Hand-written forms are not a DOL violation in themselves, but they are strongly correlated with the errors that cause violations. If an investigator cannot read a wage rate or hours total, they will request clarification, which extends the investigation and increases scrutiny.
2. Not Checking Rates Against Current Wage Determinations
One of the most common findings in DOL investigations is payment below the current prevailing wage. This often happens not because the contractor is trying to underpay, but because they set rates at the project start and never checked whether the wage determination was updated.
Some contractors assume that the wage determination locked in at contract award applies for the entire project. This is sometimes true, but not always. General wage determinations are updated periodically, and whether the updated rates apply depends on the contract terms and the type of wage determination. When in doubt, apply the higher rate.
3. Ignoring the Fringe Benefit Obligation
The prevailing wage is not just the base hourly rate. It includes a fringe benefit component that can add $10 to $30 or more per hour depending on the classification and location. Contractors who focus only on the base rate and ignore or miscalculate the fringe obligation are underpaying their workers, even if the base wage meets or exceeds the listed rate.

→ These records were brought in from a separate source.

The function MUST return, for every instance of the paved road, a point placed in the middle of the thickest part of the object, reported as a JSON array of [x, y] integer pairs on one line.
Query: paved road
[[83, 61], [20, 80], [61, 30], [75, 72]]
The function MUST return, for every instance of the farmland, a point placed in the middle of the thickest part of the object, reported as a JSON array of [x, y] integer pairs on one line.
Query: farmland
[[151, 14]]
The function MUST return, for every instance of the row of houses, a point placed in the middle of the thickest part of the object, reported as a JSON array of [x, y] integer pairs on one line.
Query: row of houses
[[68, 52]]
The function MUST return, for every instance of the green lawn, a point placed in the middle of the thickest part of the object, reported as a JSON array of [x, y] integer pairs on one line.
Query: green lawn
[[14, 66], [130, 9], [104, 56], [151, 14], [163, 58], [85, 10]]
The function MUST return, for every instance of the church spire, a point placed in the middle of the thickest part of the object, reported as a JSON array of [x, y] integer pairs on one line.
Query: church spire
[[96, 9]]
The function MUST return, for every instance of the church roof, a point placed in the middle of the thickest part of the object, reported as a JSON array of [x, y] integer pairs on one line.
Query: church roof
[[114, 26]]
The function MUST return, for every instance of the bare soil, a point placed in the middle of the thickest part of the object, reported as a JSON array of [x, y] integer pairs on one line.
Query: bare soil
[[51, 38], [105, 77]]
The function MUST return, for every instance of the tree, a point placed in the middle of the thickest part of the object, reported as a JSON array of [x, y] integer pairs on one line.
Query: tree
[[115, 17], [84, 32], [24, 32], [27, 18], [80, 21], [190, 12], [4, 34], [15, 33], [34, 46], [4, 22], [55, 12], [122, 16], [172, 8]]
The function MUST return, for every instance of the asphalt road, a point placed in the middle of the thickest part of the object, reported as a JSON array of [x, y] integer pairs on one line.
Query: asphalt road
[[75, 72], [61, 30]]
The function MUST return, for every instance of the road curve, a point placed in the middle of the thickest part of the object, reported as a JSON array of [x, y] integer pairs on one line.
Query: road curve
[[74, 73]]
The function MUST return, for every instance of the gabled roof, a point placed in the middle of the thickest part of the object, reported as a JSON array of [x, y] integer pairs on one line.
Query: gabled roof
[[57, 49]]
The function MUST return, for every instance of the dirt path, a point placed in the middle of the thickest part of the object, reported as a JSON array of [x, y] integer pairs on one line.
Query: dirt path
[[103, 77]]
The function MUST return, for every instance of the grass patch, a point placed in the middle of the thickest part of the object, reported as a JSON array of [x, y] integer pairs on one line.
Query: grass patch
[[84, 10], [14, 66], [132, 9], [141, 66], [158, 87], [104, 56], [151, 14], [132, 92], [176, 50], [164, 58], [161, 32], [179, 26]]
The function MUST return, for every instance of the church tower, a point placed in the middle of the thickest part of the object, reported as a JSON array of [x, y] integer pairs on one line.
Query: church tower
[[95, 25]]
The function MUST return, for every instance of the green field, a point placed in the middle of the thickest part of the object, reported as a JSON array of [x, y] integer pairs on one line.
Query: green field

The fringe benefit obligation can be met through bona fide benefit plan contributions, cash payments to the worker, or a combination. But it must be met, and it must be documented on the certified payroll. This is an area where dedicated software provides significant value by calculating fringe obligations automatically and flagging shortfalls.
4. Submitting Late or Skipping Submissions
Certified payroll is typically due weekly, and late or missing submissions draw attention from contracting agencies. Consistent late submissions can trigger an audit even if the underlying payroll data is perfectly compliant.
Late submission also creates a compounding problem. When you fall behind, the temptation is to rush through multiple weeks at once, which dramatically increases the error rate. Staying current with weekly submissions is far less work than catching up on a month of backlog.
5. Copying Previous Weeks Without Verification
When this week's payroll looks similar to last week's, some contractors simply copy the previous submission and make minor adjustments. This practice masks changes in hours, rates, or classifications that should be reflected accurately. It can also perpetuate errors from the original week across many subsequent submissions.
Each certified payroll submission is a legal certification that the data is accurate for that specific pay period. Copying without verification undermines that certification.
Building a Culture of Compliance
The contractors who maintain the best compliance records are those who treat certified payroll as a core business process, not an afterthought. They invest in the right tools, train their people, and build habits that catch errors early. The result is not just fewer violations. It is less stress, less administrative time, and more confidence when bidding on federal projects.
Good compliance practices are a competitive advantage. Agencies notice which contractors submit accurate, timely certified payroll. It builds trust and can influence future contract awards. In an industry where reputation matters, getting the fundamentals right sets you apart.